Thomas Drake, der viele Jahre für die NSA gearbeitet hatte, wollte nur sparsam sein und wurde so zum Staatsfeind. Er hatte Anstoß daran genommen, dass der Geheimdienst ein viel zu teures Software-Programm kaufen wollte statt ein weit billigeres. Wie es sich für Whistleblower gehört, hatte er erst den Dienstweg gesucht und als er da kein Gehör fand, sich einer Reporterin anvertraut. Die schrieb dann über Verschwendung und Missmanagement bei der NSA, Drake wurde angeklagt. Ihm drohte eine Gefängnisstrafe bis zu 35 Jahren. Kurz vor dem Prozess im Juni 2011 wurden die wichtigsten Anklagepunkte fallen gelassen, und Drake wurde wegen Zweckentfremdung eines Computersystems zu einem Jahr auf Bewährung verurteilt.

Einschüchterung potenzieller Informanten

Auf ihre Prozesse warten noch die Whistleblower Stephen Jin-Woo Kim und Jeffrey Sterling, die Reportern Material geliefert hatten. Es fällt auf, dass das Strafmaß oft deutlich geringer ist als die Ankündigung. Offenbar sollten potenzielle Informanten eingeschüchtert werden.

Immer geht es, auf der Grundlage des Gesetzes von 1917, um angeblichen Geheimnisverrat. Die Argumentation der amerikanischen Strafverfolgungsbehörden lautet, dass die Weitergabe von Staatsgeheimnissen an Journalisten noch schlimmer sei als ein Spionagefall.

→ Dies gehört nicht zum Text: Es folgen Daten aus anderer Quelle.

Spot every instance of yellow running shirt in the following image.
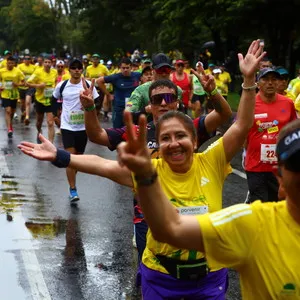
[198,201,300,300]
[0,67,25,100]
[85,64,109,79]
[27,69,57,106]
[135,138,231,274]
[17,63,36,90]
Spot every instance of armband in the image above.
[206,88,219,96]
[134,172,158,186]
[52,148,71,168]
[241,83,257,91]
[84,104,96,111]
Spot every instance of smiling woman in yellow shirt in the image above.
[0,56,25,138]
[27,58,57,142]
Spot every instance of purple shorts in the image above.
[140,263,228,300]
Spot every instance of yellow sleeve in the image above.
[197,201,261,269]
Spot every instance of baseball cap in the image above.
[92,53,100,58]
[142,66,152,75]
[213,68,222,74]
[56,60,65,66]
[69,58,83,69]
[257,68,280,81]
[152,53,174,70]
[175,59,184,65]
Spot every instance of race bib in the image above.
[176,205,208,215]
[260,144,277,164]
[4,81,13,90]
[69,110,84,125]
[44,88,54,98]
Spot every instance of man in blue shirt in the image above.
[96,58,141,128]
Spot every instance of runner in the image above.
[19,41,263,300]
[170,59,193,114]
[119,115,300,300]
[126,53,182,114]
[96,58,141,128]
[0,56,25,138]
[53,59,99,203]
[85,53,109,117]
[245,68,297,203]
[191,61,206,118]
[27,58,57,142]
[18,54,36,126]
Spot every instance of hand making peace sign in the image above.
[117,111,154,177]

Bei der Journalisten-Variante könne jeder ausländische Gegner von der Information profitieren. Bei der Spionage würden nur Informationen an ein feindliches Land verkauft.

Die Geheimgesellschaft macht nicht nur Jagd auf Quellen, sondern auch auf Journalisten. Vor ein paar Monaten wurde bekannt, dass im Frühjahr 2012 Reporter der Nachrichtenagentur AP ausgeschnüffelt worden waren, als sie von heimischen Informanten beliefert worden waren. Und dem vielfach ausgezeichneten New-York-Times-Reporter James Risen droht Beugehaft, wenn er nicht die Namen seiner Informanten nennt.

John Podesta, einst enger Vertrauter von Obama, klagte vor dem Fall Snowden in der Washington Post: Der Geheimhaltungswahn seines früheren Chefs verstoße gegen die demokratischen Prinzipien, "die unser Land seit den frühesten Tagen geleitet haben".Daniel Ellsberg wurde einst angeklagt - und freigesprochen. Heute müsste er mit einer Verurteilung rechnen.